You can’t buy Half of a Yellow Sun, a novel by Chimamanda Ngozi Adichie that has won the Orange Broadband Prize, was a finalist in the 2007 Morning News Tournament of Books and has been praised in Vanity Fair and the New York Times Book Review, in any bookstore in midtown Manhattan. Or, apparently in the greater New York City area.
I’ve been trying to buy it for the last four weeks, going from store to store — not as a Michael Moore-style publicity stunt, but simply because I want to read the damn book — and I’m now realizing just how little our prestige publishing companies care about pushing their international authors.
The publisher of Adichie’s novel is Alfred A. Knopf, which, ironically, has a stellar literary reputation to uphold. I’m sure they’re boasting of their association with this award-winning book, but they don’t seem to care that readers can’t find a copy. Apparently last year’s hardcover run sold out after the book won the Orange Broadband prize, and Alfred A. Knopf doesn’t consider it a priority to print any new ones.
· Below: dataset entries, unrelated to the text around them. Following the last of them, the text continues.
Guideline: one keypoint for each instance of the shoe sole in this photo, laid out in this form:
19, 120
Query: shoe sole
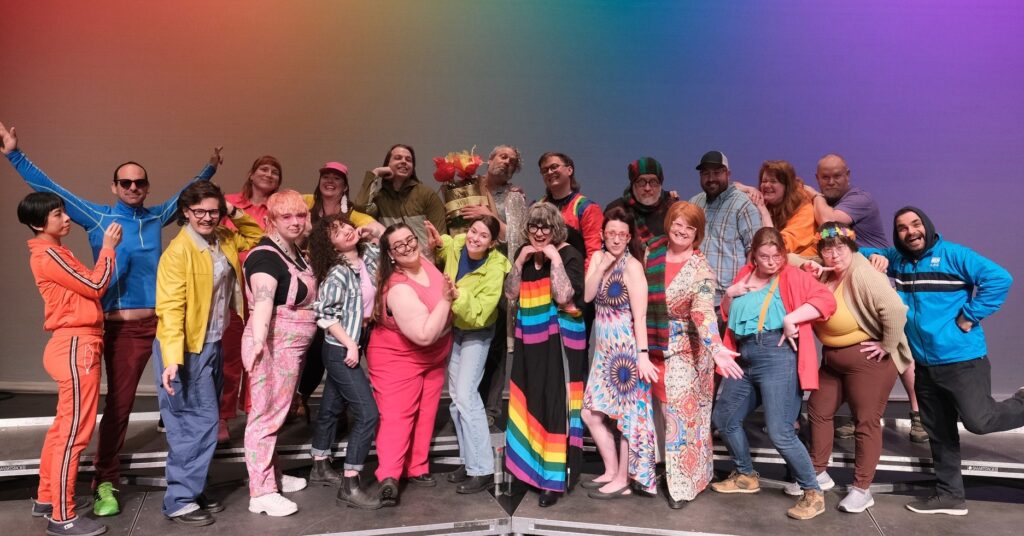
947, 511
799, 493
737, 490
377, 506
275, 514
203, 523
798, 518
97, 532
855, 510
The paperback version is coming in September, and employees of two of the bookstores I’ve been to gave me pathetic smiles and told me to come back then. Thanks a lot.
To their credit, the employees at the Borders in Westbury, Long Island, the Barnes and Noble in Forest Hills, Queens, the Borders on Park Avenue and 57th in Manhattan and the Barnes and Noble on 53rd and Lex in Manhattan all tried their hardest to find the book for me, and I’m happy to report that three of the four of them had heard of it. One of them even recommended several other recent African titles as a replacement, which I suppose was the best she could do.
So, big shot publishing executives, let’s hear why Alfred A. Knopf/Random House is unable to get ten copies of one of the summer’s hottest international titles to the biggest bookstores in Manhattan during the months of June or July, when there’s a Kinko’s right down the corner that could turn out 100 copies by midnight? Please, explain. Are you done yet? Okay. You suck. It’s really as simple as that.
I always hear about how one or another book publishing executive is “brilliant” or “a genius”. But it’s really hard to swallow that our book industry is run by the best and the brightest when they can’t find a book printing and distribution model that doesn’t constantly kill their buzz (the little they get).
(UPDATE: based on some informative comments which you can read below, it seems the direct fault here is with the retailers, not the publishers. Apparently the book is available in warehouses, but stores won’t order the hardcover with the paperback edition pending. I still don’t feel inclined to blame the store chains as much as Knopf here, though, because it is the publisher’s responsibility to promote its award-winning authors and make sure their books can be bought. If the hardcover format is known to kill distribution, why not rush out a paperback edition when a book wins a prestigious prize? They did it for Cormac McCarthy’s “The Road” when it became Oprah’s pick … our modern printing technology should theoretically make this entirely possible. Better yet, why not skip the bloated overpriced hardcover altogether, and just publish the book in an affordable paperback edition in the first place?)